An American in CJ for a few years, just across the border from El Paso, Texas

Saturday, May 12, 2007

Last night, a family in our compound hired a four-man mariachi band to play for a dinner party of theirs. A party of 10 people.

Sometimes I think we might be on the poor end of the compound families, and not just because we don't dust our car regularly. But now I know.

But here's something low-rent that some neighbors here do and we don't: let their dogs bark on and on. We live next to a super-wealthy family that has a large Labrador. They never take it out of their tiny yard to run and play with other dogs, so sometimes it barks and barks when it's outside. She's probably begging other dogs to come and spring her from prison. The neighbors say they never expected her to grow so big.

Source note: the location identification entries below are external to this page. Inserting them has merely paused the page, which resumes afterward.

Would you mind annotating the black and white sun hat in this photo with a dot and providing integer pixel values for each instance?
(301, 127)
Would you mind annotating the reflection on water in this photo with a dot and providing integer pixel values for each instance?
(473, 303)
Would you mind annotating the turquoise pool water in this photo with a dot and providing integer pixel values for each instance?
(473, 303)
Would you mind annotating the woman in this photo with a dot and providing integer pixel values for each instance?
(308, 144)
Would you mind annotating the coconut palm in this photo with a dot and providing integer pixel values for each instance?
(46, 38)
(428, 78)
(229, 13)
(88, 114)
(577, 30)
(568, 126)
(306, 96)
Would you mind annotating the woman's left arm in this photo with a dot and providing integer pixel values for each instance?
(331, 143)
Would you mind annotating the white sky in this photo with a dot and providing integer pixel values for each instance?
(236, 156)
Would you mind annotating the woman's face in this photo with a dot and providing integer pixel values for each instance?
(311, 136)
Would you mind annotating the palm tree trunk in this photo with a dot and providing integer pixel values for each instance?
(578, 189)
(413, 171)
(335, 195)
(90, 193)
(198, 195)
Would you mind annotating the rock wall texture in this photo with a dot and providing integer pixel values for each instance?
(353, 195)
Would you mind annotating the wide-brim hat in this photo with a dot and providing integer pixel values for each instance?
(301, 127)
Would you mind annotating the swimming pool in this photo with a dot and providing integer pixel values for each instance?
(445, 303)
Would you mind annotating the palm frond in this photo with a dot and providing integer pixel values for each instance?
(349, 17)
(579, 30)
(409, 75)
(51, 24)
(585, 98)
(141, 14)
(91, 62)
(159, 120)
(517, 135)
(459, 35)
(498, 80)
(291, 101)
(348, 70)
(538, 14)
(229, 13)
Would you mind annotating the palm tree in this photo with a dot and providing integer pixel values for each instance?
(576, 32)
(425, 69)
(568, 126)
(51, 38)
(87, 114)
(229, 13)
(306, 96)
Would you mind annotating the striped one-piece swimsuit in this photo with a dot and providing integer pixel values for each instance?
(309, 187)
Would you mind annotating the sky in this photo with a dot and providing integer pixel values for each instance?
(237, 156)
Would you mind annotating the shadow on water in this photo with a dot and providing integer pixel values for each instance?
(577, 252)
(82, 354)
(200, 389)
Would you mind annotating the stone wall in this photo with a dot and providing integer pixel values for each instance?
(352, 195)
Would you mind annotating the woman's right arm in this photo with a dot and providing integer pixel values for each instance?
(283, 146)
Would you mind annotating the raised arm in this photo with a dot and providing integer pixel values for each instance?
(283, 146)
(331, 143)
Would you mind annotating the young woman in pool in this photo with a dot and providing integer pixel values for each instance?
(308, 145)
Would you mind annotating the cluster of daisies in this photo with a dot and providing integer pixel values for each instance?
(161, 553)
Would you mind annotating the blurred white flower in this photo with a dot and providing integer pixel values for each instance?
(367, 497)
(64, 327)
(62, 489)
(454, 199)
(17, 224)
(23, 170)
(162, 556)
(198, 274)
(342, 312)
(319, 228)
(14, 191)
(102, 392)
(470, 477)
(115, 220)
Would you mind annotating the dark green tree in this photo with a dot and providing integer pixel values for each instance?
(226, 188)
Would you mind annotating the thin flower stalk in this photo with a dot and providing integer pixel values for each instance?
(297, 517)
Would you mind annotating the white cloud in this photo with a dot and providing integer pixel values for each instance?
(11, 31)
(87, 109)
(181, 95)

Whatever.

When their dog gets to barking next door, it sets ours off. As does the outdoor toy poodle at #13 and the 3 outdoor dogs across the park. Imagine how fun it must be for 3 dogs to live in a yard that's about 7' by 40' -- they never ever go out either -- and you can guess how much they bark. Off and on all day and night. I was up at 3 a.m. once, and that gang of 3 were yelling away. How the neighbors on either side of them can stand it, I can't figure out.

So when these 5 dogs go to DEFCON 5, we can't get ours to shut up. Sadly, this now goes on in our house day and night. Hope we get to move on before it's too late.

You can't blame the dogs, though. The ones in our neighborhood must be bored and lonely. The 3 across the park from us live surrounded by a 2-story townhouse, a 20' wall and a 15' wall, and only have a 3' view on the world, through an iron fence. The two that can see over the bottom of the fence have a view of the world, that is. The shortest one can see nada.

Some of the owners in the neighborhood around the corner, the one that has a big park along one end, just let their dogs loose. That park is nice, but has broken glass in it and the area is more urban than suburban. And the owners don't supervise their dogs. So what's to prevent those dogs from being hit by cars, stepping on glass, getting bit or pregnant by others (because few spay and neuter here) running loose? Nada.

There is a pair of Great Danes in a house in that neighborhood. When they come out, (to leave giant poops in the park, of course) you can see they have sores on their elbows and knees, as if they live on concrete or tile most of the time. When a new batch of big, loose males came over to investigate our females one day, we stopped taking them around the corner for exercise. It was always depressing, anyway.

Now we drive 30 minutes each way once a week to a big park in El Paso, where there is no broken glass but no longer any dog runs, either. We can only speed-walk them there on the leash. No more off-leash freedom. They're both getting a little fat from the Juarez lifestyle.